Musterschreiben zur Kündigung

Die meisten Anbieter akzeptieren ein formloses, aber vollständiges Schreiben. Die folgende Vorlage lässt sich für Strom, Mobilfunk, Internet, Fitnessstudio und ähnliche Verträge anpassen — die eckigen Klammern sind durch die jeweiligen Angaben zu ersetzen.

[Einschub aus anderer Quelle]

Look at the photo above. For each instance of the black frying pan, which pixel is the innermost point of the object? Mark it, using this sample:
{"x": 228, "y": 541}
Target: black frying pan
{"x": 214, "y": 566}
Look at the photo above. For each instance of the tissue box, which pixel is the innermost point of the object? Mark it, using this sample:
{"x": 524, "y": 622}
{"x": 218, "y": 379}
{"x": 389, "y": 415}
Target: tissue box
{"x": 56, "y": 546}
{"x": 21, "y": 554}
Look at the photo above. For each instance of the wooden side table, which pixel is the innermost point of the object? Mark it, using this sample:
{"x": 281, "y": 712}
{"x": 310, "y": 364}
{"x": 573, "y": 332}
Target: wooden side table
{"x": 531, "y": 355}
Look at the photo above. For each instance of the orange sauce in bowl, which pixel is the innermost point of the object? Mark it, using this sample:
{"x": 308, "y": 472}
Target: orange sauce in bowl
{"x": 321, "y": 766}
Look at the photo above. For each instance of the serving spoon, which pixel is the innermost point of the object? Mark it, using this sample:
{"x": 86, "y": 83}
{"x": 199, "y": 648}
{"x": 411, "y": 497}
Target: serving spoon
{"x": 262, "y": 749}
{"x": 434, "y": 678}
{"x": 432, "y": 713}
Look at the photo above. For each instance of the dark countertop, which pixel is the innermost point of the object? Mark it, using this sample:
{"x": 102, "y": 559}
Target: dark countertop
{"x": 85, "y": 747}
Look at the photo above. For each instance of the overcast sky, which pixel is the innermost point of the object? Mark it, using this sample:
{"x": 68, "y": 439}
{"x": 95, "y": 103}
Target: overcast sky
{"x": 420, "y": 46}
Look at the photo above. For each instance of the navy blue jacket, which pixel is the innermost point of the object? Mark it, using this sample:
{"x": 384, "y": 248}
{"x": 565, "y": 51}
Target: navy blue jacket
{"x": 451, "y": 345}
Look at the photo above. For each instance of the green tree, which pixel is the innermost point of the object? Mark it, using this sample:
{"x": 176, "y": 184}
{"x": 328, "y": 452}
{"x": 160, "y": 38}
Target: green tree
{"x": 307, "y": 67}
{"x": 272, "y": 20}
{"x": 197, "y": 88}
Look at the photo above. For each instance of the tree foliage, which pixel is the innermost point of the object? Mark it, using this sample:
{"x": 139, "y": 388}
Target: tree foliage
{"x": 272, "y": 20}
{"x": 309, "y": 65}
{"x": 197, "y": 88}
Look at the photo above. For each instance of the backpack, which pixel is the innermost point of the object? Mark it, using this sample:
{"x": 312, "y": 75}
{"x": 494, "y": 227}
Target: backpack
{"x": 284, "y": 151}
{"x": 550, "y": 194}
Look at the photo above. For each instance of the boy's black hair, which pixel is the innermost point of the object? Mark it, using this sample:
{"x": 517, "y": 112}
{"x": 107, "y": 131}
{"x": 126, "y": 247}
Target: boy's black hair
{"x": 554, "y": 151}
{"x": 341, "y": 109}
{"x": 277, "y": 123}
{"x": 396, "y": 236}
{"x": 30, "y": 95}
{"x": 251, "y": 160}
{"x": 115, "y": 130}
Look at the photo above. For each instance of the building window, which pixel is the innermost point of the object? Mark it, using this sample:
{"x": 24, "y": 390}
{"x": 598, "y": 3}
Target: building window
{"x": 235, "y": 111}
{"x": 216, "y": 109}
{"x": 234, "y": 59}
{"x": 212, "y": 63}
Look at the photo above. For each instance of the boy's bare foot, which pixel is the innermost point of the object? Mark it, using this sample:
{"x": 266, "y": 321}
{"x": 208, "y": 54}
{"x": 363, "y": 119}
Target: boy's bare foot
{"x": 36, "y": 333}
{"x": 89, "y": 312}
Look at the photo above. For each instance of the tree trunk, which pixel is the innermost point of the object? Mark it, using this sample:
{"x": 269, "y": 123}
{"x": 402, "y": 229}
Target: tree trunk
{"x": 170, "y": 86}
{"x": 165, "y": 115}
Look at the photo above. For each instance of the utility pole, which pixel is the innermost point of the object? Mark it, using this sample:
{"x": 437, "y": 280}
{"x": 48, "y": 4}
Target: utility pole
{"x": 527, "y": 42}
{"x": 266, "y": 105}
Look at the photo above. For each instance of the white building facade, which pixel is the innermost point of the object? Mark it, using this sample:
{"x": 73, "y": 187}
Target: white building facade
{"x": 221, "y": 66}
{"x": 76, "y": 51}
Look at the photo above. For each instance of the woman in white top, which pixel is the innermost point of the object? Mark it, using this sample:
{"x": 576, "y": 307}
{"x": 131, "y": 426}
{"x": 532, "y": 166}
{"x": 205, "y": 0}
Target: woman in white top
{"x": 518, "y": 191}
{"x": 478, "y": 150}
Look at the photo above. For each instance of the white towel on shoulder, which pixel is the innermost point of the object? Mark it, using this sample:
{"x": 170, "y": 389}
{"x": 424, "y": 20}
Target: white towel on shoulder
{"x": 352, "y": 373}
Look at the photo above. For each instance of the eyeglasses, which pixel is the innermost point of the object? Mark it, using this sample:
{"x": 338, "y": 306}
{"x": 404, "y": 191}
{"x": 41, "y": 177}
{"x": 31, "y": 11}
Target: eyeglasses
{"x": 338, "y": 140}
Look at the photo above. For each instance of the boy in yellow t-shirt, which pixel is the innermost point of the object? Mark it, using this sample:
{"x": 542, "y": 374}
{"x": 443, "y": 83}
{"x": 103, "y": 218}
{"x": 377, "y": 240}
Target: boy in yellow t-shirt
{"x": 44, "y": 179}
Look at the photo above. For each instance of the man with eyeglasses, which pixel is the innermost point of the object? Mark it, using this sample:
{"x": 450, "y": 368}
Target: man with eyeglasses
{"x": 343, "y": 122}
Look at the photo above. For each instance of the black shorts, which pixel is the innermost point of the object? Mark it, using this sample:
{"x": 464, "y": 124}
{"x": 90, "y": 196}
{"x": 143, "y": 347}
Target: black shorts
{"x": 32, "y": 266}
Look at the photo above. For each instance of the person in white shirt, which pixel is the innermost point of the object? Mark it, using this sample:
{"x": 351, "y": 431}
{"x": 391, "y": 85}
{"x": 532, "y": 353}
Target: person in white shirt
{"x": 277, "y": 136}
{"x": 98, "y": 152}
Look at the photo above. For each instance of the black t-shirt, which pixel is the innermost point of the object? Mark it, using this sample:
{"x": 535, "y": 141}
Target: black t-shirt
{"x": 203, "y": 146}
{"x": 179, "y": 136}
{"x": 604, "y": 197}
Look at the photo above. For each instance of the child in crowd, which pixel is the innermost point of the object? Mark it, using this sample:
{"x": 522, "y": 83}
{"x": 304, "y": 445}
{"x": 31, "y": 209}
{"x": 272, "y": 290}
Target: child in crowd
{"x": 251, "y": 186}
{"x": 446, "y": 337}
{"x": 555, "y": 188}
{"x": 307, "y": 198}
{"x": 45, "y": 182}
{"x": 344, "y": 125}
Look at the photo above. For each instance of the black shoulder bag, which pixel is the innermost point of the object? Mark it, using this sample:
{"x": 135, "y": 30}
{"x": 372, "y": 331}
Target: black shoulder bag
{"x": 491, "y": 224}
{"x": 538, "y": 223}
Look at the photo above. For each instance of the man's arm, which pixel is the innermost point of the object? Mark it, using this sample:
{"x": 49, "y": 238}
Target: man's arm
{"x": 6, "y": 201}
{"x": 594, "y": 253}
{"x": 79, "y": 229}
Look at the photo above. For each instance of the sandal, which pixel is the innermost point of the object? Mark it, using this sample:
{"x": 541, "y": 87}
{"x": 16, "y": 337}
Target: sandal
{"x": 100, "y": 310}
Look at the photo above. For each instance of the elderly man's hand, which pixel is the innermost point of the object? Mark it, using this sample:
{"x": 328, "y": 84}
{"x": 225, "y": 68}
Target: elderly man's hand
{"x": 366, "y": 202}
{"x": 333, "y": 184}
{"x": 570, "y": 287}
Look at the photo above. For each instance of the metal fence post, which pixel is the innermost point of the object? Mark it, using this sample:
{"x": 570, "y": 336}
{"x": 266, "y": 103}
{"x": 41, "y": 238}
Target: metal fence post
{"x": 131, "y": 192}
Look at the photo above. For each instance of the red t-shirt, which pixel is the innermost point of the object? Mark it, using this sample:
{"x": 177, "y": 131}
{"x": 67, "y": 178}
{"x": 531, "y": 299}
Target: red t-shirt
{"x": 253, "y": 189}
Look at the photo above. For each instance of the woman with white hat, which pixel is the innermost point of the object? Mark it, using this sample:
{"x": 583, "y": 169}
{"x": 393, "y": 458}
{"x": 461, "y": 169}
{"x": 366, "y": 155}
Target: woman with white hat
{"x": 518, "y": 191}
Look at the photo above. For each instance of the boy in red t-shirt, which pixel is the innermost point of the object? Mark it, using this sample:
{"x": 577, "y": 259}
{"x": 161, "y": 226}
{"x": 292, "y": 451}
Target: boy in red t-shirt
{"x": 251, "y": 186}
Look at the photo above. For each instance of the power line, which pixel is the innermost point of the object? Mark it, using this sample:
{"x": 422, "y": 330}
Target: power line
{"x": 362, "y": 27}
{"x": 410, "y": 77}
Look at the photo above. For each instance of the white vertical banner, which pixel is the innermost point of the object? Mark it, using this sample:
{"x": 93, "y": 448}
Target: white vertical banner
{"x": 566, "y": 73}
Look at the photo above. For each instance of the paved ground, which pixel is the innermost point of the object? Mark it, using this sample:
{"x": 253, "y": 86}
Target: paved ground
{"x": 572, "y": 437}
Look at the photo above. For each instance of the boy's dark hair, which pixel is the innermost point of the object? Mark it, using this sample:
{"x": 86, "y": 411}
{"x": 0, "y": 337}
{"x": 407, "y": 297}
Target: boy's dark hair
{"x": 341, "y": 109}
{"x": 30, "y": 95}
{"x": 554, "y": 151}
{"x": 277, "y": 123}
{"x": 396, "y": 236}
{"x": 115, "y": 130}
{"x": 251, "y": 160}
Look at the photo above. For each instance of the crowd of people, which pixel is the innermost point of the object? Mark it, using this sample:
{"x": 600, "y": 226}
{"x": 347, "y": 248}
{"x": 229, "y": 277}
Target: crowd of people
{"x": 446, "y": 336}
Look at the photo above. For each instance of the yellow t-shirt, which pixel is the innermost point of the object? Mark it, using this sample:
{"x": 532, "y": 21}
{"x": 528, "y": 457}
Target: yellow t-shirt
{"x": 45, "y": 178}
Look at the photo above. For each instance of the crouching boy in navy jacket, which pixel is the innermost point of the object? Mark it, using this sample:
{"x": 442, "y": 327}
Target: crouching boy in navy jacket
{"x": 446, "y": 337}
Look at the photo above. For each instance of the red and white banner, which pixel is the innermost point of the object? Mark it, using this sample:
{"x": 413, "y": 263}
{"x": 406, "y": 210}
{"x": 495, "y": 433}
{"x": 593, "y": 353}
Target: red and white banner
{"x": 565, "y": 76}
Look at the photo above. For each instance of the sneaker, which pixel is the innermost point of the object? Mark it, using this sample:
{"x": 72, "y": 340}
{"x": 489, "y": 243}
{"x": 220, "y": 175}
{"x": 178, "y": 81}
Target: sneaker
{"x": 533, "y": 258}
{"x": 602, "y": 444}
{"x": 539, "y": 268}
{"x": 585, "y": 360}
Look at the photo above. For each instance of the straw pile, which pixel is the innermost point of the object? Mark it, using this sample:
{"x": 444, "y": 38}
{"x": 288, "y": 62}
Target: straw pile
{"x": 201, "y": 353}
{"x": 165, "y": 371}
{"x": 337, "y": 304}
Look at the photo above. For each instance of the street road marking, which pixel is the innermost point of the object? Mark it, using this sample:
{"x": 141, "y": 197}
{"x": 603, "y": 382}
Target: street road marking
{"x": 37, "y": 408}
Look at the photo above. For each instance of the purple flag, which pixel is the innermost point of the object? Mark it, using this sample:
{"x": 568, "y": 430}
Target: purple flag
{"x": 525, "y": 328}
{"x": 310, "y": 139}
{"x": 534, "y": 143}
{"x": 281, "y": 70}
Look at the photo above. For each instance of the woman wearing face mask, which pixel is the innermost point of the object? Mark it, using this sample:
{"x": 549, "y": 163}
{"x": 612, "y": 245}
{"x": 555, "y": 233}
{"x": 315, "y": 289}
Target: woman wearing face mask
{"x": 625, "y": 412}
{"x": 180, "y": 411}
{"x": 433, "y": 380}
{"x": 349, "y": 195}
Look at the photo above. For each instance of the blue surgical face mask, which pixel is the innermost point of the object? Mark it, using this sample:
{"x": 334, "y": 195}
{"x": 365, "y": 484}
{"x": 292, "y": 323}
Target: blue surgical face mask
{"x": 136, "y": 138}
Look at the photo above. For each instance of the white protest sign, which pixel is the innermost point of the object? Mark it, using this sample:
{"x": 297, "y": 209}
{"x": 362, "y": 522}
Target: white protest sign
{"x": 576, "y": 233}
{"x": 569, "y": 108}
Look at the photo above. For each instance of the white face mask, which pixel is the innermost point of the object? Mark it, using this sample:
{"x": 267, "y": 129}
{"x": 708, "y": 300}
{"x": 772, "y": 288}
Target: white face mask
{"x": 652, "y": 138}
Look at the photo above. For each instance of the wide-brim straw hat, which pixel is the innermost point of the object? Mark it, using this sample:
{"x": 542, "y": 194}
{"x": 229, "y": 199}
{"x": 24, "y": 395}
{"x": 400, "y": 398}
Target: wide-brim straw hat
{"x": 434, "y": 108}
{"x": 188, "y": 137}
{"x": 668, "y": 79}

[Vorname Nachname des Erben/Bevollmächtigten]
[Straße und Hausnummer]
[PLZ und Ort]

[Name des Anbieters]
[Straße und Hausnummer]
[PLZ und Ort]

[Ort], den [Datum]

Kündigung des Vertrags von [Vorname Nachname des Verstorbenen],
Kundennummer / Vertragsnummer: [Nummer]

Sehr geehrte Damen und Herren,

hiermit teile ich Ihnen mit, dass [Vorname Nachname des Verstorbenen]
am [Sterbedatum] verstorben ist. Als [Erbe / Bevollmächtigter über den Tod
hinaus / Testamentsvollstrecker] kündige ich den oben genannten Vertrag
im Namen des Nachlasses fristgerecht zum nächstmöglichen Termin, hilfsweise
unter Berufung auf ein Ihnen zustehendes Sonderkündigungsrecht im Todesfall
mit sofortiger Wirkung.

Eine Kopie der Sterbeurkunde füge ich bei. [Bitte fügen Sie ggf. ergänzen:
eine Kopie des Erbscheins / der Vollmacht.]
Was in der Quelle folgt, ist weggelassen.